When Your Employer Uses Your Work to Train AI: What Every Organization Should Consider

Meta just announced that it is installing software on US-based employees' computers that captures mouse movements, clicks, keystrokes, and periodic screenshots. The tool, called Model Capability Initiative (MCI), is designed to train AI agents to use computers the way humans do.

The program runs across hundreds of apps and websites, including Google, LinkedIn, Slack, GitHub, Atlassian, and Meta's own platforms. According to Reuters, the data will be used to improve Meta's AI models in areas where they struggle to replicate human computer interaction, like choosing from dropdown menus and using keyboard shortcuts.

Multiple Meta employees described the initiative as "dystopian" in internal messages. Others raised concerns about passwords, immigration details, health information, and product development secrets being captured. Meta says safeguards are in place to protect "sensitive content" but has not specified what data gets excluded from collection.

This is not just a Meta story. It is a preview of decisions every organization will face as AI development moves from using public datasets to harvesting internal workflows.
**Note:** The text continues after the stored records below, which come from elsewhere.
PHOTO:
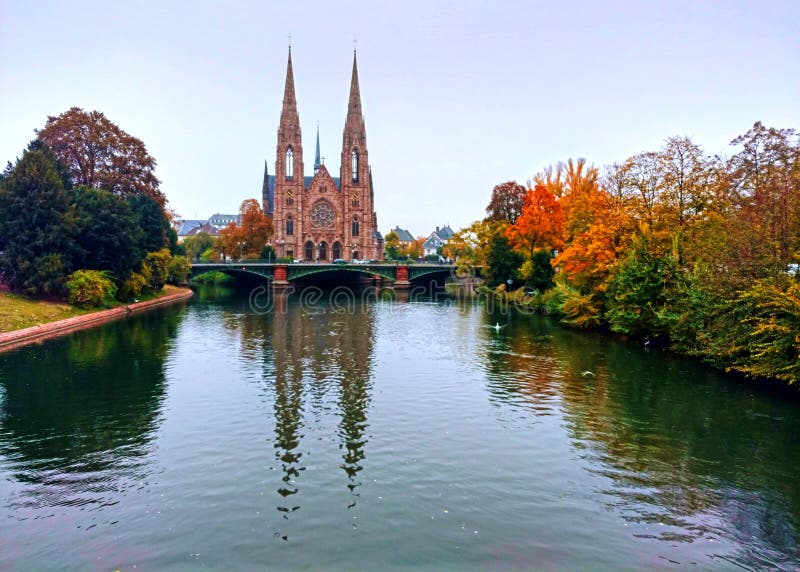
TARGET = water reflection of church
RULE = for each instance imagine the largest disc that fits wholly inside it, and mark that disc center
(320, 356)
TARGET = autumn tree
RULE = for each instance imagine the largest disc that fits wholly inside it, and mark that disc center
(502, 263)
(765, 177)
(506, 202)
(589, 257)
(99, 154)
(541, 224)
(248, 238)
(196, 245)
(391, 245)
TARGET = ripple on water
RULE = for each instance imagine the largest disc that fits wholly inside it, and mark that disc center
(400, 435)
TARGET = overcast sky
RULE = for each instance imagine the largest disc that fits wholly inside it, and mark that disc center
(458, 96)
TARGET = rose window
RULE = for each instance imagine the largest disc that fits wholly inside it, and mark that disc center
(322, 215)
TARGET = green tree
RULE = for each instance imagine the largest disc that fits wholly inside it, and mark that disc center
(506, 202)
(156, 268)
(641, 297)
(91, 289)
(538, 272)
(154, 223)
(99, 154)
(109, 234)
(502, 261)
(391, 246)
(37, 226)
(178, 270)
(196, 245)
(268, 253)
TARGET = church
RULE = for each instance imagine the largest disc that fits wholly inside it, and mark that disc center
(322, 218)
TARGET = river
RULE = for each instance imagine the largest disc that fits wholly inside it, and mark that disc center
(384, 435)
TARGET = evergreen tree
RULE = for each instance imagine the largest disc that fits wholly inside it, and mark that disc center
(110, 236)
(153, 222)
(37, 226)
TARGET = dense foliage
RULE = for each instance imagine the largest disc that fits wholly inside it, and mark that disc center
(696, 251)
(247, 239)
(91, 289)
(101, 155)
(85, 212)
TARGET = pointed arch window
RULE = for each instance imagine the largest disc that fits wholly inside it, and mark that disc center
(289, 164)
(354, 165)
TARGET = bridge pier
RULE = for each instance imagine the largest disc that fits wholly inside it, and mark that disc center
(402, 282)
(279, 282)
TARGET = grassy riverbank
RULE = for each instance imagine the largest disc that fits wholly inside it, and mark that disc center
(18, 312)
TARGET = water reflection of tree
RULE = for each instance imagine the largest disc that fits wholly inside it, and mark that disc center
(80, 412)
(681, 446)
(520, 360)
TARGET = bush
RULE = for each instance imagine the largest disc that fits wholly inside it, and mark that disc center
(158, 263)
(91, 289)
(132, 287)
(538, 272)
(179, 268)
(580, 310)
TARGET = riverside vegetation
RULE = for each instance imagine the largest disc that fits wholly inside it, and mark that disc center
(692, 252)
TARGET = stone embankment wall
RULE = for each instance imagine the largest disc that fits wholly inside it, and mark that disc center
(11, 340)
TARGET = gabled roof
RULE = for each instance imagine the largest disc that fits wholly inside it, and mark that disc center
(205, 227)
(218, 219)
(403, 234)
(306, 183)
(188, 225)
(432, 243)
(445, 233)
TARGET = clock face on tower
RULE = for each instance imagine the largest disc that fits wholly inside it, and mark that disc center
(322, 215)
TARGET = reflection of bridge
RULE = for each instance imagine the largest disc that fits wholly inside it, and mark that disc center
(281, 275)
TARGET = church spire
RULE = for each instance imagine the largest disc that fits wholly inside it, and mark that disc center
(317, 162)
(354, 105)
(289, 101)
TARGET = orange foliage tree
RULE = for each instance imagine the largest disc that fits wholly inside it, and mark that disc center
(588, 259)
(541, 224)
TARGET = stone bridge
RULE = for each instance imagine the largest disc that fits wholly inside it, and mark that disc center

The security, privacy, and governance implications are significant, and most organizations are not prepared for them.

What Meta Is Actually Doing

According to internal memos viewed by CNBC, a staff AI research scientist posted in a channel for Meta's SuperIntelligence Labs team that MCI would capture "on-screen content as the context of what was being manipulated or interacted with." The memo stated that in order to "teach our models to be able to use computers," Meta requires a "big and unbiased" data set reflecting how employees work on their corporate devices.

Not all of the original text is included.